PROJECT REPORT 5
Annual Report 2017
Nikolai Grube, Christian Prager, Katja Diederichs, Sven Gronemeyer, Antje Grothe, Céline Tamignaux, Elisabeth Wagner, Maximilian Brodhun, and Franziska Diehr
Digital Sign Catalog
For the classification and systematization of Mayan hieroglyphs, we developed a digital Sign Catalogue30. As an inventory of all signs it is an indispensable tool for identifying the glyphs used in a specific text. The identification and and classification of the signs is challenging, because they appear in several graphic variants and can have multiple sign functions, for example as a logograph or as a syllabic sign. Further, continuing academic discussions over the decipherment of the approximately 1000 signs arise various hypotheses for linguistic readings of individual signs.
The demands of analyzing this complex writing system and of integrating the continually changing state of research into the sign catalog necessitate a flexible data model. It must be able to react to potential changes, and the documented information must be both reproducible and verifiable. We chose an ontologically based modelling approach based on CIDOC CRM31 and GOLD32. The data model was implemented in RDF to optimally represent the semantic relations between the entities. The use of graph technology enables semantic queries of the data.
The assessment of proposed readings is a particular challenge for the decipherment and analysis of Maya writing. Multiple readings for a series of signs are attested throughout the research literature. We not only want to document, but also to qualitatively evaluate them. Drawing on the academic literature on the Maya script, we developed sets of criteria oriented toward linguistic context of use (e.g., correct part of speech, plausible text-image relationship, etc.), among other parameters (compare Kelley 1976). For each set, the criteria are linked with each other using propositional logic, so that an appropriate confidence level can be obtained according to the combination.
The goal is to record the extant texts and the objects on which they are recorded in a machine-readable corpus and to compile a dictionary based on this corpus that represents the entire vocabulary and uses of the script. The digital Sign Catalogue aids in compiling the text corpus, which will be coded in TEI/XML. However, the text does not consist of phonemically transliterated values. Rather, every sign will be encoded with a reference to the URI of the corresponding entity in the Sign Catalogue. Once it has been compiled, the corpus will remain a stable, unchanging dataset. All discoveries concerning hieroglyphic readings and the grammar of the language will be recorded outside the corpus in the Sign Catalogue and the linguistic annotation tool ALMAH.

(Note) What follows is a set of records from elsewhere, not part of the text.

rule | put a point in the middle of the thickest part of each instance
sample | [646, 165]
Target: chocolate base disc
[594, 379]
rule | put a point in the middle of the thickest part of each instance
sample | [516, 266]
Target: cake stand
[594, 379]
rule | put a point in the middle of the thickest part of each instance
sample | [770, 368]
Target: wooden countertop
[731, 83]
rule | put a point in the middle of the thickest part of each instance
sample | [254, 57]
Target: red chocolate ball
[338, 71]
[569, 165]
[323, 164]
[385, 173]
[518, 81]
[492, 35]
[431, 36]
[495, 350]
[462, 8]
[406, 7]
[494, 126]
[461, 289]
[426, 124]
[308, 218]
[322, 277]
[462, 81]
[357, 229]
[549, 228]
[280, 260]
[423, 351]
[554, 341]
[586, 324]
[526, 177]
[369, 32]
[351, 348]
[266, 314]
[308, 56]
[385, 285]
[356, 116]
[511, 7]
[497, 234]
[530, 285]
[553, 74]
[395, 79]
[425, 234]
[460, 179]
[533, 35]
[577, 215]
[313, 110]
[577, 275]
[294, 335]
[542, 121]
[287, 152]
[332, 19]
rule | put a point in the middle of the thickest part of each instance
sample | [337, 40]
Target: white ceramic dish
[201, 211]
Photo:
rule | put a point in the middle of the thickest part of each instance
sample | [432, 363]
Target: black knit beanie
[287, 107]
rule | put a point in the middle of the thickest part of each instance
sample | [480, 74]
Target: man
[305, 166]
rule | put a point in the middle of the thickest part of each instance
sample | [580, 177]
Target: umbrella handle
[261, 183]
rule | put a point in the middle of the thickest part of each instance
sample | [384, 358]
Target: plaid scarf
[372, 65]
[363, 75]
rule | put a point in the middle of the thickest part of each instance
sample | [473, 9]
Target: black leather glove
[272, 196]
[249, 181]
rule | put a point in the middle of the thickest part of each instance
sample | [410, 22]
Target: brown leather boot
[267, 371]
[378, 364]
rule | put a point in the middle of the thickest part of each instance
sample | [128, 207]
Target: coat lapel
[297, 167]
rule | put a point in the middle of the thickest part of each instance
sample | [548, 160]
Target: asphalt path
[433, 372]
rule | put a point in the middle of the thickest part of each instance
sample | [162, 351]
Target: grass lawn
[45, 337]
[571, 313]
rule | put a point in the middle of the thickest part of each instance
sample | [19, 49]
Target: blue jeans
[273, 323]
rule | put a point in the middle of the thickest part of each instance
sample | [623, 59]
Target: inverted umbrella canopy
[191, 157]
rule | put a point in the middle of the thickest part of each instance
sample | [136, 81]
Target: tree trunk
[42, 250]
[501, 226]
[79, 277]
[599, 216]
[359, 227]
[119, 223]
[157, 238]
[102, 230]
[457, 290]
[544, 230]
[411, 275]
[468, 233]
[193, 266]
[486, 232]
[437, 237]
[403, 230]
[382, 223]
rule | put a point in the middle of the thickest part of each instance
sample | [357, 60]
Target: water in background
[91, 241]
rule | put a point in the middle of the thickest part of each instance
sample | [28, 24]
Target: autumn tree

During linguistic analysis, the confidence level determined for each proposed reading aids in preselecting the readings to be investigated. Testing a reading in the corpus can provide new or additional criteria, whereby its confidence level increases or decreases. The ascertained criteria can easily be entered into the Sign Catalogue retroactively, whereby the confidence level is adjusted accordingly. Thus, we especially respond to the need to reproducibly document decipherments that can only be achieved through linguistic analysis and investigation of the text corpus.
The goal of the graph-based model of the Sign Catalogue, together with the text corpus and linguistic analysis, is to obtain secure proposals for readings of Maya signs and to also be able to optimally present new proposed readings for signs that have yet to be deciphered (compare Diehr et al. 2017).
The inventory of signs is currently being compiled with the digital Sign Catalogue and is expected to be completed in mid-2018. In addition to entering data and creating a concordance with other glyph inventories, we are also working on vectorized drawings of the graphs and their variants. Signs that were not included in Thompson's glyph inventory will be re-classified and entered into the sign and graph database. We anticipate that there will be approximately 1000 distinct signs and approximately 3000 graphs. The catalog will then be published on our project portal, and the RDF data will be made accessible using a SPARQL endpoint. Moreover, the data will be published in the TextGrid Repository, where they can be retrieved using OAI-PMH. Documentation of the digital Sign Catalogue can be accessed at http:// idiom-projekt.de/catalogue.
At present, we are working on a comprehensive paper with the working title "Standards for Maya Epigraphic Analysis I: Principles of Maya Graphemics," which will be published on the project website over the course of the year 2018. It will contain a detailed discussion of creating the graph variants and the confidence levels and criteria, as well as additional research results that have only been presented here preliminarily. Thus, this paper will be of particular interest to the academic community engaged in the study of Maya hieroglyphic writing.
TEI Parser
Transcribing the texts is a very complex task that requires many steps to be followed. Within the TEI file, all references to the signs are indicated by referring to a TextGrid URI, rather than to their concrete phonetic transliteration or their entry number from the Sign Catalogue. Consequentially, when transcribing, the TextGrid URI for a sign must be found to indicate the sign in the TEI document. To minimize the demands of this task, we have begun to develop a TEI parser. Given the numerical transliteration as input, the parser will generate the corresponding TEI structure according to the developed schema.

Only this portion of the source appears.